Non, non, le Mange-Livres n'est pas malade, tout juste un peu engourdi par l'hiver, mais il lève encore une paupière de temps à autre, la preuve avec ce nouveau billet. Il faut dire que le rythme de lecture approche en ce moment l'hibernation, pour preuve le temps que j'ai mis à finir ce joli petit livre de moins de 80 pages ! Rassurez-vous, cela ne tient pas à la qualité du livre, mais plutôt aux obligations professionnelles, diverses et variées, mais toujours chronophages, qui ont eu raison de mon endurance de lectrice du soir.

Avec Le remplaçant, Agnès Desarthe replonge pour nous dans l'imaginaire familial, pour dresser le portrait de Bouz, Boris, Baruch, alias "Triple B", son grand-père de substitution, le grand père biologique ayant disparu à Auschwitz pendant la guerre.
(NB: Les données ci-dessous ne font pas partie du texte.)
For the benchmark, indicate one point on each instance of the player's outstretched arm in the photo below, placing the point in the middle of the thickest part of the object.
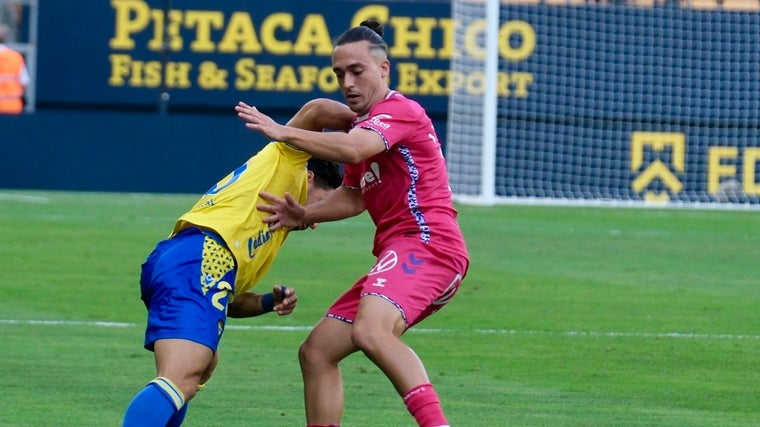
(342, 203)
(352, 147)
(322, 113)
(282, 301)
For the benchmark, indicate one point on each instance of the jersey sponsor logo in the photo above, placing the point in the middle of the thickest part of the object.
(378, 120)
(371, 177)
(385, 263)
(409, 267)
(256, 242)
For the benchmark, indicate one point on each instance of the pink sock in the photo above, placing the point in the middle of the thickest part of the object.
(423, 403)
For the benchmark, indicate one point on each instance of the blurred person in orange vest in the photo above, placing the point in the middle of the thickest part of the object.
(14, 77)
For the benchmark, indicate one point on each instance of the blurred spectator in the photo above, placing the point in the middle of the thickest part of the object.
(11, 14)
(13, 77)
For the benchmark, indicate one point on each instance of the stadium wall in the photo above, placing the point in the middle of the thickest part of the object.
(137, 95)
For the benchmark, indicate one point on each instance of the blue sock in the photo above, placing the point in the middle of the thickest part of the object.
(155, 405)
(178, 417)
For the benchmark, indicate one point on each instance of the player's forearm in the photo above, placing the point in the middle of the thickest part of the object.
(342, 203)
(333, 146)
(322, 113)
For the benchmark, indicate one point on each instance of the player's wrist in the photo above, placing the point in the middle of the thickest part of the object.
(267, 302)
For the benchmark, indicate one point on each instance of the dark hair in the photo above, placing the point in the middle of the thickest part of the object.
(326, 174)
(370, 30)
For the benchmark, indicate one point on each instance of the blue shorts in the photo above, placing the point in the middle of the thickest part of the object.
(186, 284)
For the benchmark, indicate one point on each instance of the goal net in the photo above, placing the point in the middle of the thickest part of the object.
(636, 103)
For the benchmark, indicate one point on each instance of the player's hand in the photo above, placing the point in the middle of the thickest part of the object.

Ce Triple B vit depuis la fin de la guerre avec la grand-mère d'Agnès Desarthe une belle relation d'amitié, chacun d'entre eux ayant perdu son conjoint aimé dans la Shoah. Personnage délicieux, haut en couleurs mais discret, ce remplaçant occupe dans la famille et pour la petite fille, puis la jeune femme, une place plus essentielle qu'il y paraît de prime abord. Attachant, touchant, il constitue une figure marquante de la mémoire et de la construction personnelle d'Agnès Desarthe. Vu par les yeux d'une enfant (le passé est reconstitué sous l'angle des souvenirs sensoriels ... les fameux biscuits de la grand-mère) qui devient petit à petit adulte, ce portrait sincère, dressé par touches successives, et presque impressionnistes, prend tout son sens. Beau texte, et vrai talent de conteuse (apparemment familial !).